White was born in London in 1912.
Originally from Australia, his parents took the family back to Sydney when White was six months old.
White initially attended a boarding school near Sydney, but was later sent to a boarding school in England.
After finishing school, White returned to Australia and worked on a rural farming property for two years.
Travelling the world
From 1932 to 1935, White lived in England, studying French and German literature at King’s College, Cambridge University.
During White’s time at Cambridge he published a collection of poetry entitled The Ploughman and Other Poems, and wrote a play named Bread and Butter Women.
After completing his degree, White moved to London.

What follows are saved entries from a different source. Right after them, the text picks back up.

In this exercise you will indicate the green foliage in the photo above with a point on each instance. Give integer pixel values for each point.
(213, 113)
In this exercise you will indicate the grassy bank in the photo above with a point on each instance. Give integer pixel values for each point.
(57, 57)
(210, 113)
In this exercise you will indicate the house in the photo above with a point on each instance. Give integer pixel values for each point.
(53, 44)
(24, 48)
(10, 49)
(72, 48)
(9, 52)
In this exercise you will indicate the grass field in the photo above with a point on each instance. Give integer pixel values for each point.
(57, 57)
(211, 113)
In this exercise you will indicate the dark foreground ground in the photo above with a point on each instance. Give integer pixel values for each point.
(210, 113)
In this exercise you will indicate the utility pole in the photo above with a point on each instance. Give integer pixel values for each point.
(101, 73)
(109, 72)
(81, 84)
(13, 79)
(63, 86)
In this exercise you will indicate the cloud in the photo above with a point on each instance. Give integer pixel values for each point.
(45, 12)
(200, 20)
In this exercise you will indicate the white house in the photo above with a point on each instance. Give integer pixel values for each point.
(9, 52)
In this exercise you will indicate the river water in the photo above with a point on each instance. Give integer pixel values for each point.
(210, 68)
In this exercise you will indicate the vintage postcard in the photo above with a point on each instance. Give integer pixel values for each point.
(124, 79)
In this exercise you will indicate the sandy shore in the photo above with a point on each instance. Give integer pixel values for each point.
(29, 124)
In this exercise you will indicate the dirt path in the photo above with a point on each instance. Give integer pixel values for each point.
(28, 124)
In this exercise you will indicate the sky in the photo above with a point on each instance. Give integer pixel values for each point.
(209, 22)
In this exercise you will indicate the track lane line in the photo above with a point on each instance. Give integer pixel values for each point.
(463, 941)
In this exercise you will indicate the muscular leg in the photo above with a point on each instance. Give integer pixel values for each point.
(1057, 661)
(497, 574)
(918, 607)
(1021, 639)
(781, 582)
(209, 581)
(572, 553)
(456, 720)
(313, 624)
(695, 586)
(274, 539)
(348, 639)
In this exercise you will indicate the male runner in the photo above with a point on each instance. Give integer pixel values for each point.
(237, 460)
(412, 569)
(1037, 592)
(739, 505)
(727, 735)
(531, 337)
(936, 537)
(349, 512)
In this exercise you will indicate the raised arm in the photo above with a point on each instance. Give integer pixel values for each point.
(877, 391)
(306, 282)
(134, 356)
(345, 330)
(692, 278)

In 1937, White’s father died, leaving him a large inheritance. This enabled White to write full-time in relative comfort. Two more plays followed before he succeeded in finding a publisher for Happy Valley.
Towards the end of the 1930s, White spent time in the United States, including Cape Cod, Massachusetts, and New York City – during this period he wrote The Living and the Dead.
By the time World War II broke out, White had returned to London and joined the British Royal Air Force. He was accepted as an intelligence officer, and was posted to the Middle East. He served in Egypt, Palestine, and Greece before the war was over. While in the Middle East, he had a relationship with a Greek army officer, Manoly Lascaris, who was to become his life partner.
White and Lascaris lived together in Cairo for six years before moving to a small farm purchased by White near Sydney, in 1948.
After the death of White’s mother in 1963, they moved into a large house, Highbury, in Centennial Park, where they lived for the rest of their lives.
Growth of writing career
In 1955, White published The Tree of Man. Although the novel received a lukewarm reception in Australia, it was critically acclaimed in the United States.
His next novels, Voss, and Riders in the Chariot, were also major successes and White’s reputation as an internationally renowned author was established.
White was awarded the Nobel Prize for Literature in 1973.
White had numerous relationships with men throughout the years, but it was Manoly Lascaris that he spent most of his life with.
White died in Sydney on 30 September 1990.